In our office, I’ve been talking with a nineteen-year-old girl. She was so exhausted. She couldn’t grasp that she had a 42-year-old man as a client this week, the same age as her father. The man told her he also had a nineteen-year-old daughter. He was proud of her, how well she was doing at school and in her sports.

“How can this be, Frits,” she said, “that he is doing this with me and moments later he will be sitting at the table with his own daughter?”
She let it happen, as much as possible with her eyes closed.
She visited a friend, an ample four months ago, who persuaded her to try it out as a prostitute. She doesn’t understand how stupid she must have been then. About three weeks ago, I met her for the first time and already then she told me how hard she found talking with her parents now. Because there was this huge secret between them. That time, she told so much, she kept on talking. Every now and then some tears, mingled with her make-up shed down her cheeks. Last Monday, we had a very long talk in our office. But afterwards I didn’t manage to get hold of her by phone and didn’t see her anymore.
This afternoon, I’ve been past her window at least four times, together with Eus Ekelmans. And that last time, she just went outside. We had a long conversation in our office, the three of us. She told us that our recent conversations had made her make her mind up and decide to fly home the Monday after. She hoped she would be able to draw a thick line under this period and to pick up life again back home. But there was a lot of fear in her, too. On a regular basis, she dreamt of her clients and when dreaming, she also talked. She was so afraid her mother was going to hear this. She also spent long times under the shower, trying to get rinse away that dirty feeling, but she never succeeded. Sometimes, when someone walked by, wearing a particular smell, it immediately reminded her of that one client. (What do you mean by clean prostitution?)

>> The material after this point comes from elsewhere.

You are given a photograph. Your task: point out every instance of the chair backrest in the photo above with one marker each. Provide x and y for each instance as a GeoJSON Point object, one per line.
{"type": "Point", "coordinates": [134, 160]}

We prayed together, I sat next to her and she put her head on my shoulder. When we had kept quiet for a while, I think she would have fallen asleep, just like that. We agreed we would see her again the next day, otherwise next Monday. And in future, we will regularly keep in touch.
As I wrote before I saw her again in the Amsterdam Red Light District and we often have a good contact. Only recently I heard more from her. Her mother had been needing surgery, at a high cost. As a Romanian family, they would never be able to gather so much money under normal circumstances. The mother really needed this operation, otherwise her life would soon be over. As a daughter, she decided to work in the prostitution sector for eight months, via a friend, and so earn the money together. At a certain moment, her mother was able to undergo surgery, and is a healthy woman again. But she also found out how her daughter had grasped the money together – and now she’s working for a new house, a car and for her brother’s education. She’s been behind the windows for over two years and the other day she asked me: “Frits, am I a normal person? Is there any chance I can lead a normal life? I once had a dream, but it’s gone now. I wanted to marry, have children and a common life as a family. But now, I hate men this much that I know I will never ever get married.”
It is such a contrast to the girl when standing behind the window. A sturdy, confident prostitute. Just turned 21, she is a normal girl with normal dreams in an abnormal situation.